Sevgili,
Üç gün önce, bir anlığına başa baş gittiler, sonra gece yeniverdi
bir kez daha günü. Güneşli ılık günler dolayısıyla pek farkında
olmasan bile, bil ki artık geceler daha uzun. Bilmiyorum gecelerin
bilincine varınca senin de kapladı mı içini, bir hüzün?

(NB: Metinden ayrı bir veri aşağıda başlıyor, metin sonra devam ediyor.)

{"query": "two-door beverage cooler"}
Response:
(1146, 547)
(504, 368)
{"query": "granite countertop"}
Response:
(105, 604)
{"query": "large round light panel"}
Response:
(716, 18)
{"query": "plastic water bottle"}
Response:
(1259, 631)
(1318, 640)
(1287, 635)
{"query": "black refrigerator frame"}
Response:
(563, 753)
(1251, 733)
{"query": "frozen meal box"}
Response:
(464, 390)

Şimdi sana tuhaf gelecek, ama ben o hüznü, 21 Haziran’da, en uzun
günde yaşamıştım, ertesi günden başlayarak, günlerin geceler
karşısında gerileme sürecine gireceğini düşünerek. Ne tuhaf değil
mi, en uzun güne sevinecekken gecelerin günleri kemirmeye
başlayacağını fark edip hüzünlenmek.
Ama ben 21 Haziran hüznümün intikamını, 21 Aralık günü alırım.

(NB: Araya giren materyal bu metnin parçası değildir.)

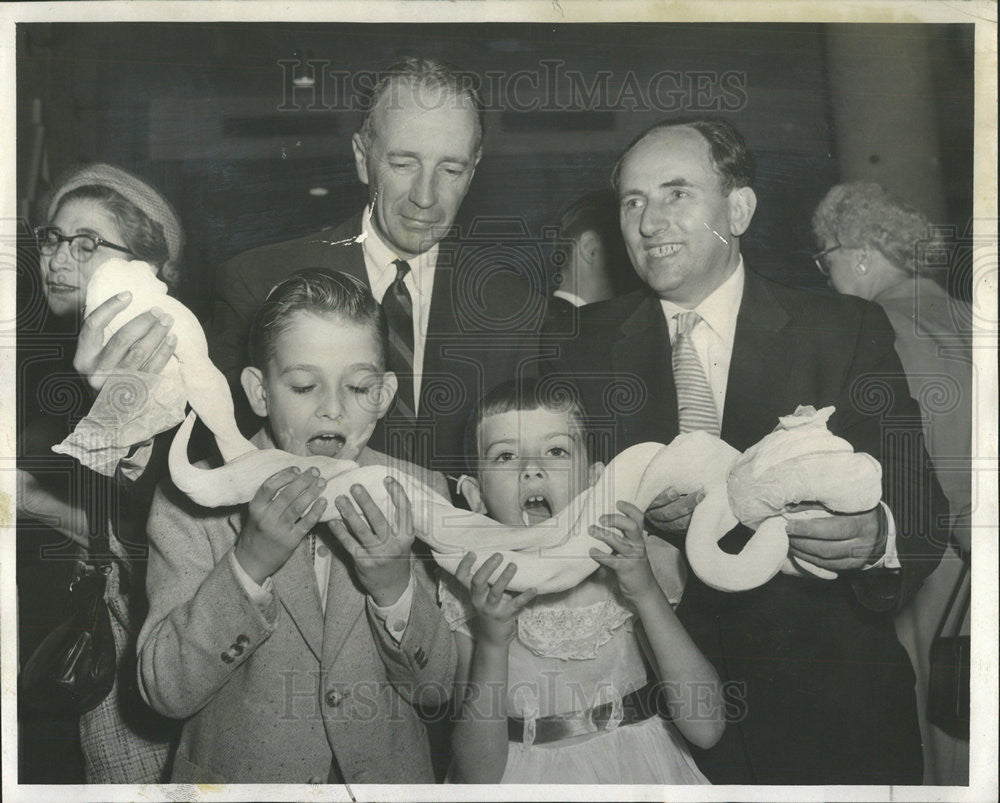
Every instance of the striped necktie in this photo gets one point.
(398, 306)
(695, 402)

Günün en erken solduğu, gecenin en uzun olduğu o tarihte bende bir
neşe olur ki, sorma gitsin!
Çünkü karanlıklar içinde bilirim ki, artık günlerin geceyi kemirme
süreci başlamıştır.
En uzun gecede, uzun günlerin muştusunu almak, en uzun günde uzun
gecelerin hüznüne dalmak pek akıllı işi değil biliyorum ve
Pascal’ın şu sözleri geliyor aklıma:
- Hiç içinde bulunduğumuz anı yaşamayız, ya geçmişteyizdir ya da
gelecekte.
***
Tabii, en akıllıcası, içinde bulunduğun anı yaşamaktır. Zaten
gerisi de lafügüzaftır.
Geçmiş artık yok, geleceğin ise bizim için olup olmayacağı belli
değil.
En uzun günleri, içinde bulunduğum zamanın keyfiyle yaşadığım ender
anlar, bayramların en güzeli olan ve şimdiye kadar birkaç kez
Paris’te yaşamak olanağını bulduğum “Fete de La Musique” (Müzik
Bayramı) günleridir. 1982 yılında, Fransız Kültür Bakanı Jack
Lang’ın, bakanlığın müzik ve dans direktörü Maurice Fleuret’nin
önerisiyle başlattığı şenlik, günümüzde yüzden fazla ülkede
yapılmaktadır. Başlangıçta, amatör toplulukları müzik yapınız
(faites de la musique) diyerek teşvikle yola çıkan müzik bayramı,
Paris’te tam bir şölen oluyor. Havanın saat 22 sularında karardığı
21 Haziran’da kentin sokakları, her cinsten, her dilden, her
dinden, her tınıdan, her yaştan, her renkten, amatör veya
profesyonel müzikçinin hünerlerini sunmalarıyla tam bir şenliğe
dönüşüyor.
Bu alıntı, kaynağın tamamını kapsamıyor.